Entgegen der vom Kläger (im Schriftsatz seines Prozeßbevollmächtigten vom 23.03.2001 - Seite 7) vertretenen Auffassung kann der Senat deshalb die Möglichkeit einer zufälligen Namensübereinstimmung nicht aus eigener Sachkunde ausschließen.

Nicht nachgegangen werden brauchte andererseits dem Beweisangebot des Klägers (gerichtet auf Einholung eines demografischen Gutachtens zum Beweis der Behauptung, der Verkehr denke bei einer Ware, die mit dem Namen "R" versehen sei, an den Kläger - Sitzungsprotokoll vom 09.03.2000 Seite 2 = Bl. 108). Denn daß der Verkehr an den Kläger "denkt", könnte nur dessen Bekanntheit belegen. Ungeklärt bliebe aber die für eine Verletzung seines Namensrechts entscheidende Frage, ob der Verkehr aufgrund dieser Bekanntheit und trotz der vorliegendem Branchenferne Beziehungen zum Kläger vermutet.

Die Nebenentscheidungen folgen aus den §§ 91 und 708 Nr. 10 ZPO. Bei der Streitwertfestsetzung hat sich der Senat an der vorläufigen und als angemessen erscheinenden Streitwertangabe in der Klageschrift orientiert.

In derselben Höhe war auch die Beschwer des Klägers festzusetzen (§ 546 Abs. 2 Satz 1 ZPO).
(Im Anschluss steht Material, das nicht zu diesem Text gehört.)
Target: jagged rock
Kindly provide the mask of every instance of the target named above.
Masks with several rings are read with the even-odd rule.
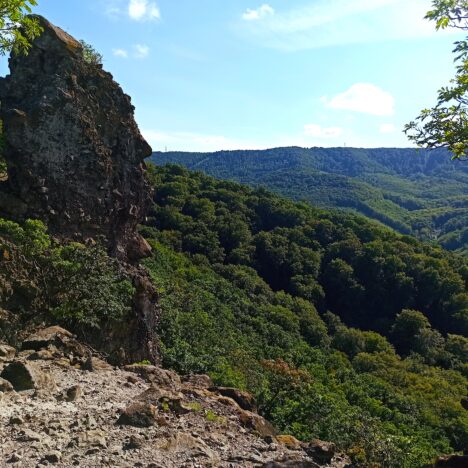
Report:
[[[107,447],[107,433],[99,429],[92,431],[80,432],[76,438],[75,443],[78,447]]]
[[[182,393],[164,390],[155,385],[138,395],[137,400],[151,403],[162,410],[170,410],[178,415],[190,412],[190,408],[184,404]]]
[[[10,425],[12,426],[20,426],[24,423],[23,419],[19,416],[12,416],[9,421]]]
[[[183,378],[184,384],[198,389],[209,389],[213,387],[211,377],[206,374],[190,374]]]
[[[263,468],[320,468],[310,460],[281,460],[265,463]]]
[[[331,442],[314,439],[304,447],[307,455],[318,463],[330,463],[335,456],[336,446]]]
[[[43,219],[60,238],[104,239],[116,256],[141,258],[149,246],[135,228],[150,201],[143,160],[151,148],[130,97],[84,60],[76,39],[35,18],[43,33],[27,56],[12,55],[0,81],[3,191],[27,206],[22,218]]]
[[[0,362],[11,361],[16,354],[16,349],[13,346],[0,344]]]
[[[40,442],[42,436],[31,429],[24,429],[20,432],[18,440],[21,442]]]
[[[123,426],[150,427],[156,424],[157,408],[150,403],[132,403],[120,415],[117,424]]]
[[[302,450],[302,444],[291,435],[278,435],[276,441],[290,450]]]
[[[143,445],[143,441],[140,437],[137,436],[130,436],[128,441],[126,441],[123,445],[124,450],[136,450],[141,448]]]
[[[13,385],[8,380],[0,377],[0,392],[12,392],[14,390]]]
[[[257,433],[260,437],[274,437],[277,434],[273,425],[256,413],[241,409],[239,410],[239,421],[244,427]]]
[[[64,342],[72,338],[73,335],[62,327],[53,326],[38,330],[36,333],[29,335],[21,346],[21,349],[32,349],[39,351],[47,348],[50,345],[62,346]]]
[[[32,363],[14,361],[3,369],[0,377],[8,380],[18,392],[33,389],[54,391],[56,389],[53,377]]]
[[[58,450],[54,450],[53,452],[49,452],[44,456],[44,461],[48,463],[58,463],[62,459],[62,454]]]
[[[41,349],[40,351],[35,351],[28,355],[28,361],[51,361],[55,356],[48,349]]]
[[[256,410],[254,397],[248,392],[230,387],[211,387],[209,390],[214,393],[219,393],[222,396],[232,398],[244,410]]]
[[[65,400],[67,401],[76,401],[83,394],[83,389],[81,385],[73,385],[70,388],[67,388],[65,391]]]
[[[202,440],[183,432],[178,432],[163,442],[161,448],[170,452],[198,452],[208,457],[212,462],[217,458],[216,454]]]
[[[134,372],[154,386],[178,391],[181,387],[181,379],[178,374],[171,370],[162,369],[157,366],[132,364],[125,366],[127,372]]]
[[[28,55],[11,56],[10,75],[0,79],[8,168],[0,216],[40,219],[59,240],[99,243],[119,259],[135,287],[133,313],[126,327],[87,333],[89,343],[114,363],[156,362],[157,292],[131,265],[151,252],[136,229],[151,206],[144,177],[151,148],[112,75],[86,62],[76,39],[35,18],[42,34]]]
Gründe für eine Zulassung der Revision sind nicht erkennbar. Insbesondere hat die Sache nicht grundsätzliche Bedeutung im Sinne von § 546 Abs. 1 Nr. 1 ZPO. Denn die hier getroffene Wertung orientiert sich maßgeblich an den von der Rechtsprechung des Bundesgerichtshofs aufgestellten Grundsätzen, insbesondere der mehrfach zitierten Uwe-Entscheidung.